Cleantech company Utility Global announced that it has raised $100 million in a Series D funding round, with proceeds aimed at scaling its hydrogen technology-based platform to decarbonize hard-to-abate industries.

Founded in 2018, Houston, Texas-based Utility Global provides solutions aimed at decarbonizing sectors such as steel, mobility, refining, chemicals, and upstream oil & gas with cleaner and more efficient alternatives to carbon- and energy-intensive technologies.

The company said that the new capital will enable it to globally deploy its proprietary “H2Gen” technology at industrial scale. H2Gen converts water into clean hydrogen and a high-purity CO2 stream without electricity by utilizing industrial off-gases. The technology is designed to integrate directly into existing industrial infrastructure in hard-to-abate assets, supporting decarbonization. The technology also produces a high-concentration CO2 stream, significantly reducing the cost and complexity of carbon capture.

Parker Meeks, Chief Executive Officer and President of Utility Global, said:

“Industrial customers are no longer looking for pilots or promises; they need deployable solutions that work within existing assets and deliver true economic industrial decarbonization today that is operationally reliable and highly scalable.
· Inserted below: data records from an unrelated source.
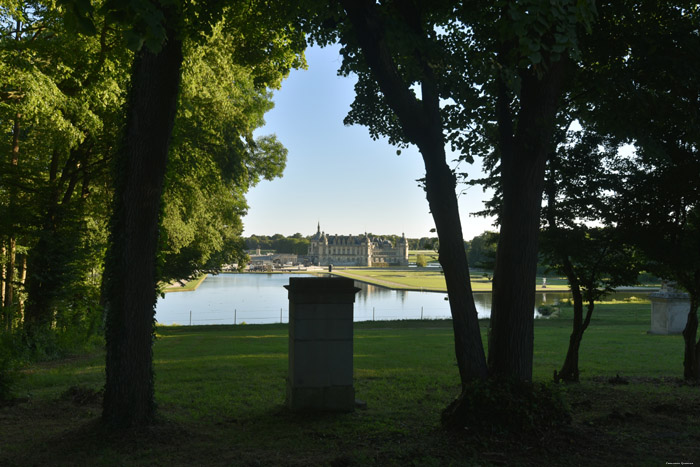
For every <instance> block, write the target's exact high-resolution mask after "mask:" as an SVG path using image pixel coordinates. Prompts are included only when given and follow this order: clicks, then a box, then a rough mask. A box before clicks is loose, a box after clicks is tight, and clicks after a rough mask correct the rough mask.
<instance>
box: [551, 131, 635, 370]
mask: <svg viewBox="0 0 700 467" xmlns="http://www.w3.org/2000/svg"><path fill="white" fill-rule="evenodd" d="M560 135H561V138H563V139H566V140H565V141H562V142H561V143H560V144H559V147H558V149H557V155H556V157H551V158H550V159H549V161H548V166H547V176H546V180H545V200H546V205H545V207H544V208H543V215H542V223H543V227H542V228H543V233H542V237H543V241H542V245H541V254H542V256H543V258H544V260H545V261H546V262H547V263H548V264H549V267H551V268H553V269H554V270H556V271H557V272H559V273H560V274H563V275H565V276H566V278H567V280H568V282H569V287H570V288H571V294H572V298H573V312H574V316H573V322H572V325H573V329H572V332H571V336H570V338H569V347H568V349H567V353H566V358H565V360H564V364H563V366H562V367H561V370H560V371H559V372H556V371H555V373H554V379H555V381H560V380H562V381H566V382H578V381H579V357H578V356H579V348H580V346H581V341H582V339H583V334H584V332H585V331H586V329H587V328H588V326H589V324H590V322H591V317H592V315H593V310H594V308H595V302H596V301H598V300H600V299H601V298H602V297H604V296H605V295H607V294H608V293H610V292H611V291H613V290H614V288H615V287H619V286H621V285H630V284H634V283H635V282H636V280H637V276H638V271H639V260H638V258H637V256H638V255H636V252H635V251H634V249H633V248H632V247H631V246H630V245H629V244H628V243H627V242H625V241H624V237H623V236H622V235H620V233H619V232H618V231H617V230H616V229H614V228H613V227H612V226H611V225H610V223H611V219H612V217H613V216H612V214H611V211H612V202H611V200H610V193H613V192H614V190H615V187H616V186H617V184H618V180H617V177H616V176H615V175H614V174H612V173H611V171H610V167H611V165H612V164H613V163H614V160H615V157H616V152H617V146H616V145H613V146H612V147H611V146H610V145H606V144H604V143H605V141H604V138H602V137H601V136H600V135H596V134H592V133H589V132H585V131H578V132H574V131H568V132H567V131H565V130H562V131H561V132H560ZM596 222H597V223H604V224H605V227H593V226H592V224H593V223H596ZM584 303H585V304H586V313H585V317H584V312H583V307H584Z"/></svg>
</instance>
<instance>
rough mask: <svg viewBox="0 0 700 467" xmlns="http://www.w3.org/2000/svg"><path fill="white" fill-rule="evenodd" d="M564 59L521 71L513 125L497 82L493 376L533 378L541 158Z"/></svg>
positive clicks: (490, 366)
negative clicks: (498, 206) (496, 201)
mask: <svg viewBox="0 0 700 467" xmlns="http://www.w3.org/2000/svg"><path fill="white" fill-rule="evenodd" d="M562 72H563V63H561V62H555V63H552V64H550V66H549V68H548V70H547V71H546V72H545V73H544V75H543V76H542V77H541V78H540V77H538V76H537V74H536V73H535V72H534V71H528V72H527V73H525V74H523V76H522V86H521V94H520V112H519V114H518V117H517V125H514V124H513V119H512V116H511V113H510V109H509V105H510V103H509V101H510V98H509V95H508V93H507V91H506V88H505V85H504V84H502V85H501V92H500V93H499V98H498V109H497V119H498V127H499V133H500V144H499V146H500V147H499V149H500V151H501V180H502V182H501V187H502V190H503V202H502V207H501V212H500V222H501V231H500V236H499V242H498V250H497V255H496V267H495V269H494V278H493V302H492V306H491V321H490V323H491V327H490V330H489V356H488V362H489V370H490V372H491V375H492V376H494V377H496V378H512V379H515V380H519V381H530V380H532V355H533V341H534V334H533V327H534V309H535V279H536V272H537V253H538V240H539V232H540V208H541V204H542V190H543V188H544V173H545V162H546V159H547V155H548V154H549V153H550V152H551V144H552V137H553V132H554V117H555V115H556V111H557V101H558V97H559V89H560V85H561V80H562Z"/></svg>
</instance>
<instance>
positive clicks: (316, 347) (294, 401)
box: [285, 277, 360, 412]
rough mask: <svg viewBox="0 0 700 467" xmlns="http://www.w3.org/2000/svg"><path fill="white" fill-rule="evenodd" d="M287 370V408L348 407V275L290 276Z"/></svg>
mask: <svg viewBox="0 0 700 467" xmlns="http://www.w3.org/2000/svg"><path fill="white" fill-rule="evenodd" d="M285 288H286V289H287V290H288V291H289V375H288V378H287V405H288V406H289V408H290V409H292V410H322V411H339V412H350V411H352V410H354V408H355V389H354V387H353V381H352V370H353V360H352V345H353V344H352V341H353V320H352V318H353V304H354V303H355V293H357V291H358V290H360V289H358V288H356V287H355V285H354V281H353V280H352V279H346V278H335V277H333V278H325V277H324V278H316V277H293V278H291V279H289V285H288V286H285Z"/></svg>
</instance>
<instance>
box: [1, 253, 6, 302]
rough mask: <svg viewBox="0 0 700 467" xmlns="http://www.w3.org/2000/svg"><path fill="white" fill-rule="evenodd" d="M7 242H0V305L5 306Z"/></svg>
mask: <svg viewBox="0 0 700 467" xmlns="http://www.w3.org/2000/svg"><path fill="white" fill-rule="evenodd" d="M5 251H6V249H5V242H0V307H2V308H4V307H5V268H6V265H5Z"/></svg>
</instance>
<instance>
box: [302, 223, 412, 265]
mask: <svg viewBox="0 0 700 467" xmlns="http://www.w3.org/2000/svg"><path fill="white" fill-rule="evenodd" d="M308 256H309V258H310V259H311V261H312V263H314V264H318V265H320V266H328V265H329V264H333V265H337V266H408V241H407V240H406V236H405V235H402V237H401V239H400V240H399V241H398V244H397V245H394V244H392V243H391V242H390V241H389V240H387V239H384V238H371V237H370V236H369V235H367V234H366V233H365V234H364V235H326V233H325V232H321V224H320V223H319V224H318V230H317V231H316V235H314V236H313V237H312V238H311V242H310V243H309V254H308Z"/></svg>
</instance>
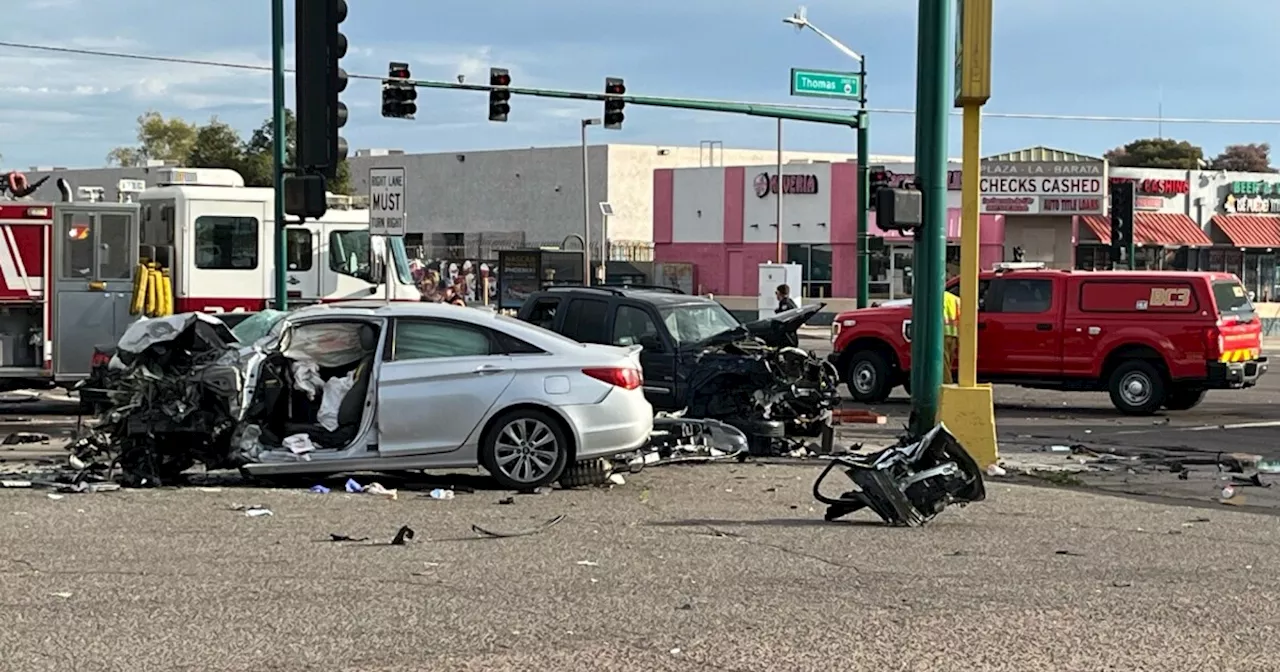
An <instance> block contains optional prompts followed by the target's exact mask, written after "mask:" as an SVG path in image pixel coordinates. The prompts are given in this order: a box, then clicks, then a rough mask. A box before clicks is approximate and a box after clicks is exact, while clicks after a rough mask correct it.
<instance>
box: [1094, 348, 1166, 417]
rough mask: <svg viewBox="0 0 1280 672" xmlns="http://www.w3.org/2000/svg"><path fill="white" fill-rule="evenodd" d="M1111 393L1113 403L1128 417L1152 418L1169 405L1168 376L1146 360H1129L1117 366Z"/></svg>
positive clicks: (1111, 389)
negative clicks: (1146, 416) (1168, 393)
mask: <svg viewBox="0 0 1280 672" xmlns="http://www.w3.org/2000/svg"><path fill="white" fill-rule="evenodd" d="M1107 390H1108V392H1110V393H1111V403H1112V404H1114V406H1115V407H1116V408H1117V410H1119V411H1120V412H1121V413H1125V415H1152V413H1155V412H1156V411H1158V410H1160V407H1161V406H1164V404H1165V396H1166V390H1165V376H1164V374H1162V372H1161V371H1160V369H1158V367H1156V366H1155V365H1153V364H1152V362H1149V361H1146V360H1129V361H1125V362H1121V364H1120V366H1116V370H1115V371H1112V372H1111V380H1110V381H1108V383H1107Z"/></svg>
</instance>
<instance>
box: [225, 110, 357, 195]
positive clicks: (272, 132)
mask: <svg viewBox="0 0 1280 672" xmlns="http://www.w3.org/2000/svg"><path fill="white" fill-rule="evenodd" d="M273 122H274V120H273V119H270V118H268V119H266V120H265V122H262V124H261V125H259V127H257V128H256V129H255V131H253V133H252V134H251V136H250V138H248V142H246V143H244V170H243V172H242V174H243V175H244V184H248V186H255V187H270V186H271V184H273V179H271V170H273V168H274V163H275V161H274V156H273V154H271V152H273V151H274V148H275V147H273V142H274V138H275V133H274V131H275V129H274V123H273ZM297 137H298V122H297V118H296V116H294V115H293V110H284V138H285V140H284V164H285V165H293V164H294V157H296V156H297V141H296V138H297ZM326 188H328V189H329V191H332V192H333V193H351V168H349V166H348V165H347V161H346V160H344V161H342V163H339V164H338V174H337V177H335V178H334V179H332V180H329V184H328V186H326Z"/></svg>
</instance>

Utility’s technology produces both economic clean hydrogen and capture-ready CO₂ streams, and this capital enables us to scale and deploy that impact globally with speed, discipline, and rigor.”

The new financing round was led by Ara Partners was led by APG Asset Management. Ara Partners first invested in Utility Global in 2021, and also participated in the company’s $53 million Series C round in 2024.

Cory Steffek, Partner at Ara Partners and Utility Global board chair, said:

“Utility is tackling one of the most difficult challenges in the energy transition: decarbonizing hard‑to‑abate industrial sectors. What sets Utility apart is its ability to compete head‑to‑head with conventional fossil‑based solutions on cost and reliability, even as it materially reduces emissions.”